I lifted my backpack and cell phone from the passenger seat, and peered up at the cozy, two-story Victorian-style house where I’d spent the first eighteen years of my life. Black December clouds obscured the moon, but the glow from the streetlamp was enough to illuminate the hundred-year-old structure that my parents had painstakingly updated as time and money allowed. They replaced the plumbing, the knob-and-tube wiring, and finally, after all the rooms had been fully remodeled and everything brought up to code, they sanded and lacquered the original blond maple floors. The outside was painted robin egg blue, and the wraparound porch and steep eaves were edged in white gingerbread trim, both of which were currently covered in hundreds of festive, twinkling lights. Even if the last few years I lived there hadn’t exactly been a fairy tale, it still looked like a storybook house, and it would always be a place I could call home.

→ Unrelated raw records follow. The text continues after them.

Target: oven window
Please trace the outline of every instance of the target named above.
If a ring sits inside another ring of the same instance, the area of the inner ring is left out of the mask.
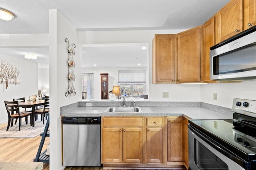
[[[256,43],[213,58],[213,74],[243,72],[256,70]]]
[[[225,162],[197,140],[194,140],[195,162],[200,170],[228,170]]]

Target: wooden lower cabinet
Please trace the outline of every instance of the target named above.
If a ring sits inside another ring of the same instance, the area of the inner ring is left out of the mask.
[[[183,117],[102,117],[104,167],[188,168]]]
[[[129,126],[111,127],[110,123],[117,121],[112,126],[126,122]],[[102,130],[102,161],[104,163],[142,163],[143,161],[143,128],[142,118],[114,117],[102,120],[108,127]],[[106,122],[104,122],[104,121]],[[134,125],[131,123],[134,121]],[[134,127],[132,127],[133,125]]]
[[[184,161],[183,119],[167,119],[167,160]]]

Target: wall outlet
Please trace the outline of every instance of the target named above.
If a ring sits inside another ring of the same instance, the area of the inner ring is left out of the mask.
[[[169,92],[163,92],[163,98],[169,98]]]
[[[86,103],[86,106],[92,106],[92,103]]]
[[[217,93],[213,93],[213,100],[217,100]]]

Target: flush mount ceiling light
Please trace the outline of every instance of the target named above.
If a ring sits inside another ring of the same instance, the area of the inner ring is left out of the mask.
[[[14,18],[14,14],[8,10],[0,8],[0,19],[4,21],[10,21]]]
[[[36,60],[37,58],[36,55],[34,54],[25,54],[24,57],[26,59],[31,59],[32,60]]]

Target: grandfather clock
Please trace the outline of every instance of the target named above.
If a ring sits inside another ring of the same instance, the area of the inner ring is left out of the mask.
[[[108,74],[100,73],[101,99],[108,99]]]

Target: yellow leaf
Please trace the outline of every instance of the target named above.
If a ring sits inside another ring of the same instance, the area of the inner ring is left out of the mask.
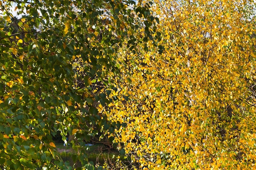
[[[16,49],[14,48],[11,48],[10,49],[11,50],[11,52],[12,52],[12,53],[13,53],[14,55],[16,55],[17,54],[18,51]]]
[[[11,20],[11,17],[10,17],[9,16],[7,16],[6,17],[5,19],[7,21],[9,22],[10,20]]]
[[[94,35],[95,35],[96,36],[98,36],[98,35],[99,35],[99,33],[97,31],[95,31],[94,32]]]
[[[22,61],[23,60],[23,58],[24,58],[24,55],[21,55],[20,56],[20,61]]]
[[[21,138],[22,138],[25,141],[27,140],[27,138],[26,138],[26,137],[24,136],[24,135],[20,135],[20,137]]]
[[[9,138],[9,137],[6,134],[4,135],[4,138]]]
[[[6,84],[6,85],[11,88],[13,84],[13,82],[12,81],[10,81],[10,82],[8,82]]]
[[[17,136],[13,136],[13,141],[15,142],[18,141],[18,139],[19,139],[19,137],[17,137]]]
[[[69,100],[67,102],[67,106],[70,106],[72,105],[72,102],[71,102],[71,100]]]
[[[49,144],[49,145],[50,145],[50,146],[54,147],[54,148],[56,148],[56,146],[55,146],[55,144],[54,144],[54,143],[52,142],[50,142],[50,143]]]
[[[19,79],[19,78],[18,78],[17,79],[18,82],[19,82],[20,83],[22,84],[24,82],[23,82],[23,80],[22,79]]]
[[[20,39],[18,41],[18,43],[22,43],[22,42],[23,42],[23,41],[22,40],[22,39]]]
[[[40,111],[42,110],[42,106],[40,105],[38,105],[37,107],[36,107],[38,110]]]
[[[65,28],[64,29],[64,34],[67,34],[67,32],[68,32],[68,28],[70,27],[70,24],[67,23],[65,24]]]
[[[76,132],[77,132],[77,129],[73,129],[73,130],[72,130],[72,135],[74,135]]]

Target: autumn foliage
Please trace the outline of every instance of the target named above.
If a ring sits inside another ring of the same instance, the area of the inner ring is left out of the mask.
[[[255,2],[25,1],[0,1],[0,168],[74,168],[59,132],[81,169],[255,168]]]
[[[253,5],[156,1],[159,23],[148,50],[120,49],[120,75],[109,75],[119,99],[101,109],[127,123],[115,141],[135,168],[255,168]]]

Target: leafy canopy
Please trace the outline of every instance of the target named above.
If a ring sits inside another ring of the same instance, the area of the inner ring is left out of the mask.
[[[255,4],[191,1],[155,1],[162,48],[120,49],[119,99],[101,108],[127,123],[115,140],[135,168],[253,169]]]
[[[125,37],[134,51],[149,39],[133,35],[141,19],[156,29],[149,7],[130,0],[0,1],[1,168],[71,169],[53,141],[58,131],[63,140],[74,136],[74,162],[94,168],[85,166],[85,142],[121,124],[109,125],[99,114],[98,102],[110,102],[92,87],[110,86],[106,75],[118,72],[116,51]]]

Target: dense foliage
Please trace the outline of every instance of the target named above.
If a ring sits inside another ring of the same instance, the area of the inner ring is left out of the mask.
[[[255,168],[255,7],[234,1],[0,1],[0,168],[72,169],[60,131],[82,169],[92,137],[130,161],[108,169]]]
[[[124,38],[131,49],[147,40],[132,35],[141,25],[132,15],[143,13],[143,26],[153,29],[148,7],[133,1],[0,1],[1,168],[72,169],[53,141],[58,131],[65,143],[66,136],[74,139],[74,162],[94,169],[86,142],[124,125],[98,114],[98,103],[110,102],[99,90],[109,87],[106,73],[118,72],[115,52]]]
[[[156,1],[157,49],[119,50],[116,135],[137,169],[254,169],[256,30],[249,1]],[[140,33],[143,34],[143,29]],[[158,32],[157,32],[158,31]]]

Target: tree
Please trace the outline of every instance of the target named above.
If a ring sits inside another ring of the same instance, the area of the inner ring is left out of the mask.
[[[60,130],[63,140],[74,136],[75,160],[94,169],[85,141],[121,124],[109,125],[98,114],[93,104],[110,102],[106,92],[94,92],[90,86],[110,86],[106,75],[118,72],[115,52],[125,37],[128,46],[142,43],[132,35],[139,18],[131,15],[134,10],[148,14],[149,6],[45,0],[1,1],[0,7],[0,167],[71,169],[52,140]],[[14,7],[21,18],[11,13]],[[148,21],[144,26],[154,29],[154,18],[141,16]]]
[[[151,41],[148,51],[137,46],[140,53],[121,49],[120,76],[109,74],[119,99],[101,106],[109,119],[127,124],[115,141],[135,168],[254,169],[254,5],[155,1],[162,48]]]

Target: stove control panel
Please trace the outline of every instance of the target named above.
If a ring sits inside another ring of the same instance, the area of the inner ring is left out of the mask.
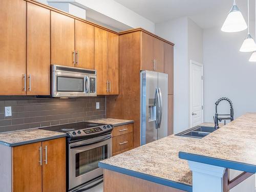
[[[100,127],[93,127],[91,129],[87,129],[86,130],[83,130],[83,131],[87,134],[90,134],[91,133],[93,133],[95,132],[99,132],[102,131],[103,130]]]
[[[84,137],[86,136],[92,136],[94,134],[99,135],[105,133],[111,132],[113,128],[113,125],[106,124],[104,125],[95,126],[91,128],[88,128],[84,130],[75,130],[72,132],[67,132],[69,137],[73,138],[78,138],[79,137]]]

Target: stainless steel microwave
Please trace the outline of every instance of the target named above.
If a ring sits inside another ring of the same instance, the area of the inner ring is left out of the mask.
[[[52,65],[51,73],[53,97],[97,96],[95,70]]]

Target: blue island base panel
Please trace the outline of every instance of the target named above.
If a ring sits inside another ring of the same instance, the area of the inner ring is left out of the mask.
[[[196,155],[188,153],[180,152],[179,157],[188,161],[208,164],[219,167],[230,168],[251,173],[256,173],[256,165],[239,162],[228,161],[224,159]]]
[[[119,173],[124,175],[129,175],[132,177],[136,177],[151,181],[154,183],[160,184],[163,185],[179,189],[185,190],[186,191],[192,192],[192,186],[168,180],[167,179],[161,178],[147,174],[145,174],[140,172],[135,172],[134,170],[127,169],[126,168],[119,167],[114,165],[111,165],[102,162],[99,162],[99,167],[105,168],[115,172]]]

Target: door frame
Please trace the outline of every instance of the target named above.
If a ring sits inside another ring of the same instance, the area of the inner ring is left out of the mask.
[[[202,98],[202,106],[203,107],[202,109],[202,116],[201,116],[201,121],[202,122],[204,122],[204,66],[203,65],[202,63],[200,63],[200,62],[195,61],[193,60],[190,59],[190,62],[189,62],[189,102],[190,102],[190,104],[189,104],[189,126],[191,127],[192,126],[192,116],[191,114],[192,114],[192,89],[191,89],[191,86],[192,86],[192,79],[191,79],[191,67],[192,67],[192,65],[196,65],[197,66],[199,66],[202,67],[202,76],[203,76],[203,78],[201,80],[201,86],[202,86],[202,89],[201,89],[201,98]]]

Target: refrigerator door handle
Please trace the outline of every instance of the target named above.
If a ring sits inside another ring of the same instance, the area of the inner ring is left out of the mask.
[[[159,118],[159,113],[158,108],[159,107],[159,97],[158,94],[158,88],[156,89],[156,100],[155,101],[155,104],[156,105],[156,129],[158,128],[158,119]]]
[[[162,121],[162,115],[163,113],[163,102],[162,99],[162,92],[161,92],[161,89],[158,88],[158,94],[159,98],[159,105],[160,105],[160,112],[159,112],[159,118],[158,120],[158,128],[160,127],[161,122]]]

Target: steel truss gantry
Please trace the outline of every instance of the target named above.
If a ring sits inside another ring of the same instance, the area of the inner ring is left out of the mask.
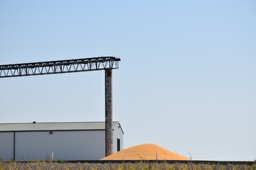
[[[94,58],[0,65],[0,78],[118,69],[120,58]]]
[[[93,58],[0,65],[0,78],[105,70],[105,156],[113,153],[112,69],[118,69],[120,58]]]

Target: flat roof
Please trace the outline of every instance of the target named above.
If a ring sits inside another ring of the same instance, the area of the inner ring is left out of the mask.
[[[119,122],[113,122],[112,128],[119,126]],[[0,123],[0,132],[24,131],[70,131],[70,130],[105,130],[105,122],[64,122],[64,123]]]

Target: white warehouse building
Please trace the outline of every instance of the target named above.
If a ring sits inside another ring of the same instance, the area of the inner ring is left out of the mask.
[[[0,160],[86,161],[105,157],[105,122],[0,123]],[[113,153],[124,132],[112,123]]]

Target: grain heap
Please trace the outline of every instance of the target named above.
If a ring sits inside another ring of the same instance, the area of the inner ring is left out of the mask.
[[[189,160],[188,158],[154,144],[144,144],[129,147],[101,160],[156,160],[156,155],[158,160]]]

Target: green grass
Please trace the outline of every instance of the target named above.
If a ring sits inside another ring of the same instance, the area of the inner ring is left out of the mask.
[[[135,163],[135,164],[89,164],[89,163],[58,163],[48,162],[0,162],[0,170],[16,170],[16,169],[56,169],[56,170],[256,170],[256,164],[252,165],[220,165],[220,164],[151,164],[151,163]]]

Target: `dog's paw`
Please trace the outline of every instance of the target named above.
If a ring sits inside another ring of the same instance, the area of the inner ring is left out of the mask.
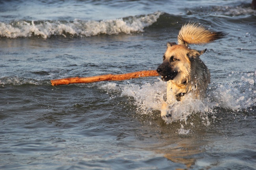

Hiking my bag over my left shoulder, I opened the trunk of my car and hefted my black suitcase up and out, setting it on the ground. I was anxious to get inside, climb the stairs, and slip into my childhood bed. The entire time I’d been living in Pullman for school, my mom left the room I grew up in untouched—hopeful, I was sure, that I might return to Bellingham and move back in with them once I graduated, in six months. But the truth was, if I had had a choice in the matter, I wouldn’t even have come home for Christmas. After suffering through a brutal finals week, all I wanted was to snuggle up with Daniel and talk about our plans for moving to Seattle together next fall, where he’d be attending the University of Washington medical school and I would start studying for my official certification by the American College of Sports Medicine. Just sitting for the test required a four-year degree in nutrition and physiological science, and afterward I’d be able to start working toward my ultimate goal of working as a trainer for professional athletes, specifically for the Seahawks, the team I’d grown up rooting for with my dad. But instead of Daniel and me spending the holidays with each other, he flew home to Denver to see his family and I packed my bags to drive home and see mine. He and I had only been dating since July, when we met at the gym, but things were already feeling serious between us. Serious enough that when my parents had driven over the pass to spend Thanksgiving break with me, I introduced them to him, something I’d never done with someone I was dating before. All of my other relationships had been short-lived—lasting a few weeks, a month at the most. But Daniel and I had slept together practically every night for the last four months, either at his place or at mine, and the idea of being away from him for winter break felt like torture.
I snuck through the side door, locked it behind me, and then sent Daniel a text. “Made it,” I said. “Missing you like crazy.” I set my backpack on a kitchen chair, glancing around the dark space, listening for the telltale footsteps from the creaky floor upstairs that would mean one or both of my parents were still awake. My phone dinged, but before I could unlock the screen, a deep voice sounded from the couch in the family room, a space adjacent to the kitchen.
“Hey, Amber,” it said, and I dropped my phone. It clattered on the hardwood floor as I splayed a flat hand over my chest, feeling like my heart might pound right through it.
“Jesus!” I said. My gaze flew to the couch, where I saw the shadow of a familiar blond head. I reached over to the wall near the door and flipped on the overhead light so I could see his face. “Tyler!” I exclaimed. “You scared the shit out of me!”